The create_diff function combines two trial graphs by mapping nodes and merging edges.
It creates a new graph structure that integrates nodes and edges from both trials, allowing for a side-by-side comparison.
Finally, I added a new route that serves the difference graph between two trial definitions as a JSON response.
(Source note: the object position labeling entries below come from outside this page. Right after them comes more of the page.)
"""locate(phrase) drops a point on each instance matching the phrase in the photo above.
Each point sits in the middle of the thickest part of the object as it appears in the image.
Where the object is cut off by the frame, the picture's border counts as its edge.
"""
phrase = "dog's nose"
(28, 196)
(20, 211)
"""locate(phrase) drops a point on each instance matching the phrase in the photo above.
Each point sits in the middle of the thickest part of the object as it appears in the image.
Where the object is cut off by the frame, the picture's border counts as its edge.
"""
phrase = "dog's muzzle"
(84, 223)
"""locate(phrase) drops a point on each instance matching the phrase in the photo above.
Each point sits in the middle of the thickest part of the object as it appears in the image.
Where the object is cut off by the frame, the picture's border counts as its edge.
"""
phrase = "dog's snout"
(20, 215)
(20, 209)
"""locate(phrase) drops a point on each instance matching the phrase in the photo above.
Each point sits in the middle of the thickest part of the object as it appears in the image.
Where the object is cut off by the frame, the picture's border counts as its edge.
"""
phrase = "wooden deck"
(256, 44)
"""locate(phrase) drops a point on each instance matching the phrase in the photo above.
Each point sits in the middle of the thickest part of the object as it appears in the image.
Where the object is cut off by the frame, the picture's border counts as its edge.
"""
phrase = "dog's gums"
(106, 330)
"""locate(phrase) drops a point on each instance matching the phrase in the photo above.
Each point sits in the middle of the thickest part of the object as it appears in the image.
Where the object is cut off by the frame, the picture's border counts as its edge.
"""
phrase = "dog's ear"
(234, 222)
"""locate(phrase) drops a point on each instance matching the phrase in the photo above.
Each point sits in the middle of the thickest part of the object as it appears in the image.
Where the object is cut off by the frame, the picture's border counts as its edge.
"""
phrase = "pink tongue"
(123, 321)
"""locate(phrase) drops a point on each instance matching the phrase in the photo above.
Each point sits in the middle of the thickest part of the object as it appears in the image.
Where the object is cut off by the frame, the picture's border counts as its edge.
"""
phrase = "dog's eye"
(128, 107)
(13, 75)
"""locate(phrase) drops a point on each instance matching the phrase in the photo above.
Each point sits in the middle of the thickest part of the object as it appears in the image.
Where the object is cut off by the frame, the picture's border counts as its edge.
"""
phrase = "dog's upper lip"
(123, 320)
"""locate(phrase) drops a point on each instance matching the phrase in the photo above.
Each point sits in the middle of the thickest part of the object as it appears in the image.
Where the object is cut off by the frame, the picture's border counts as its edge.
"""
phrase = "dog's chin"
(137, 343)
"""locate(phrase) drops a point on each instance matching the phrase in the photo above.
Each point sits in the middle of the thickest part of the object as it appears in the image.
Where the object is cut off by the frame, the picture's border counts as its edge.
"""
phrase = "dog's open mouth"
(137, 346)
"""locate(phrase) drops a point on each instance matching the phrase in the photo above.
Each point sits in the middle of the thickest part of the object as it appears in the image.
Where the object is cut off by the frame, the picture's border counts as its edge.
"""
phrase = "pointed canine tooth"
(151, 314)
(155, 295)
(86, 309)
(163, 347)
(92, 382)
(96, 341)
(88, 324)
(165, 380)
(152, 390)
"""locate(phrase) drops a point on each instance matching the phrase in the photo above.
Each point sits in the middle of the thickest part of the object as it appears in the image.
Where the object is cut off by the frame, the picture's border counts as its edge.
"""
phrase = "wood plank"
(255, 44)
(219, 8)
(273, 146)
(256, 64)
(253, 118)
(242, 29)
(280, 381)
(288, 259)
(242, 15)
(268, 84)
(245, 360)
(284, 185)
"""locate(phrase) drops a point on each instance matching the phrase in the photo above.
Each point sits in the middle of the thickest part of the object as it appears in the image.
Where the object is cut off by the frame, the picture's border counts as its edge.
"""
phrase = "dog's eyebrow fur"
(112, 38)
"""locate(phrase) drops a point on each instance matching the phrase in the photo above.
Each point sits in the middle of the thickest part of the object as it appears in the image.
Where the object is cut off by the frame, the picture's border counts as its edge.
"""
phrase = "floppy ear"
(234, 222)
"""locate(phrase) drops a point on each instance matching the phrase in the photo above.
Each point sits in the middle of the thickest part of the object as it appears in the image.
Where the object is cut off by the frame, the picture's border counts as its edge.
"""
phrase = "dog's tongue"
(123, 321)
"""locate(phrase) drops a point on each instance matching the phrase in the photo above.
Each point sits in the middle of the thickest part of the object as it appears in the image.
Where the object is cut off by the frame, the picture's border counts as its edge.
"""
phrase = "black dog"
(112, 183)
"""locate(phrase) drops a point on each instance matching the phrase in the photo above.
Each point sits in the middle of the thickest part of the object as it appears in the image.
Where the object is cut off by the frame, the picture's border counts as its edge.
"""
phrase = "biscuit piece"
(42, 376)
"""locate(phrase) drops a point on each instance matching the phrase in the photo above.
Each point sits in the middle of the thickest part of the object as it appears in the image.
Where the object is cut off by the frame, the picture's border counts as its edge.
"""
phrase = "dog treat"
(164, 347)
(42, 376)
This allows users to request and visualize the differences directly through the API.
...
from ..models.definition_diff import DefinitionDiff
...
...
@app.route("/experiments/<expCode>/diff/<trial1>/<trial2>/<graph_mode>-<cache>.json")
@app.route("/definition/diff/<trial1>/<trial2>/<graph_mode>-<cache>.json")
def definition_diff_graph(trial1, trial2, graph_mode, cache,expCode=None):
"""Respond definition diff graph as JSON"""
diff_object = DefinitionDiff(trial1, trial2)
graph = diff_object.graph
graph.use_cache &= bool(int(cache))
_, diff_result, _ = getattr(graph, graph_mode)()
return jsonify(**diff_result)
...This is the example of the definition diff graph:
The colors in the graph indicate the existence of nodes and edges in the trials:
- Red Border: The node exists only in the first trial.
- Green Border: The node exists only in the second trial.
- Black Vertical Line: The node exists in both trials.
Edges follow the same color scheme, indicating their presence in either or both trials.
For week 10, I'll focused to implement the interface of the noWorkFlow new feature DefinitionGraph, DefinitionDiffGraph, and TrialAST.